Your health – especially your mental health – is your highest priority as you venture out into the “real” world. Your ability to advocate for yourself and set boundaries will take you far and assist you during the emotional and mental flare-ups that college life tends to induce. Below are a few points on how to center your mental health.

Mindfulness:  So often, we live either in the past or the future. But how often do you actually take time to live in the moment? Living in the moment isn’t just a flowery statement centered over melodramatic imagery for likes. It’s a means to reduce overwhelm and produce gratitude. What coping skills do you currently rely on in the midst of a spiral? What boundaries have you placed around your selfhood to protect yourself? Grounding, the act of coming to your personal ground floor – especially during a tough time – gives you sensory reminders to take life one day, hour, minute, second at a time. Take a walk, remind yourself how soothing silence can be by meditating, assign yourself some new healthy rituals that speak to where you are and that no one else has a say on.

How to ask for help: It’s true – asking for help is often hard. The pain of having help rejected can keep us from seeking it when needed. Those instances may have cemented our reservations towards asking for help in the future. But we all need a helping hand, and there are people willing to offer one no-questions-asked. Take a step back and really notice all the happenings around you. Try to see the help you have received, even if you didn’t recognize it. What does that language look like now? What scares you? Sit with that and gently comb through your internal responses. Give yourself time to build out your vocabulary of help. Are you already apologizing when you ask? (e.g.,: “I’m sorry, but can you help me with…”). Have you told yourself you don’t deserve help? I’m here to tell you that you do. Do the brave thing and reach out for help. It’s one of the strongest things you can do.

Your Community

Your support system: You’re off to college now. And as much as you may try to avoid it, major changes in family and friend dynamics are coming down the pike. How hard it is to make friends? A bigger question: how hard is it to break up with them?
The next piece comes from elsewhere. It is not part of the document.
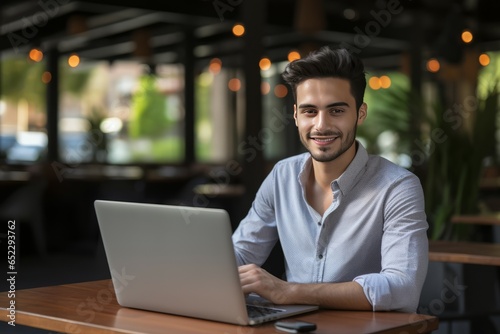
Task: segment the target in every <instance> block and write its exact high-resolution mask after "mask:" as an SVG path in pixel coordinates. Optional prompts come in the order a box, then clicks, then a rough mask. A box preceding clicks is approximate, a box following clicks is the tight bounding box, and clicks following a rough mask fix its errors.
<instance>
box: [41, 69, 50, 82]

Let’s take some notes from my colleague, tutor, and fellow introvert John Jones:

Meeting new people

  • Be a friend to yourself first: stay positive and healthy, have things to look forward to on your own (e.g., a film, a workout, a book).
  • Know Thyself: do you want to meet new people/have new experiences every day or is your best tempo somewhat slower?
  • Do more things: go to events on and off campus, whether that’s talks, music, rallies, games, group hikes, religious services, or something else altogether.
  • Make it a goal to introduce yourself to:
    • 25 or 50 people your first week, maybe 1-5 each week after that
    • 1 each day
    • Get involved in public [or community] service. Sometimes having a task makes it easier to connect. You have something in common already. This is especially good for introverts and for people who don’t naturally thrive in chaotic, free-wheeling environments.
    • Know the process takes time. Sometimes we hit it off immediately, but usually it takes a few meetings or shared experiences to bond.
    • When people invite you to things you may not be interested in, give it a try with an open mind. Trying new things keeps you flexible, but remember that your boundaries are your priority.

Breaking up with people

Sometimes, what used to fit together so perfectly begins to fall apart. While mourning the end of a friendship can be brutal, try to focus more on the good times had between you two. Growing and moving in another direction as your friend doesn’t have to be the end of the world. You never know where your road may take you. If that person is meant to be there, they will be.

College is about to offer you the world in a microcosm. You’ll learn much that goes towards earning your degree. You’ll also learn that a diet of ramen noodles a meal plan does not make. Whether your pressure point is time management or the crushing reality of becoming an adult, know that the learning process never ends and that’s a good thing. Do yourself the favor and be ever evolving. Oh, and, happy adulting.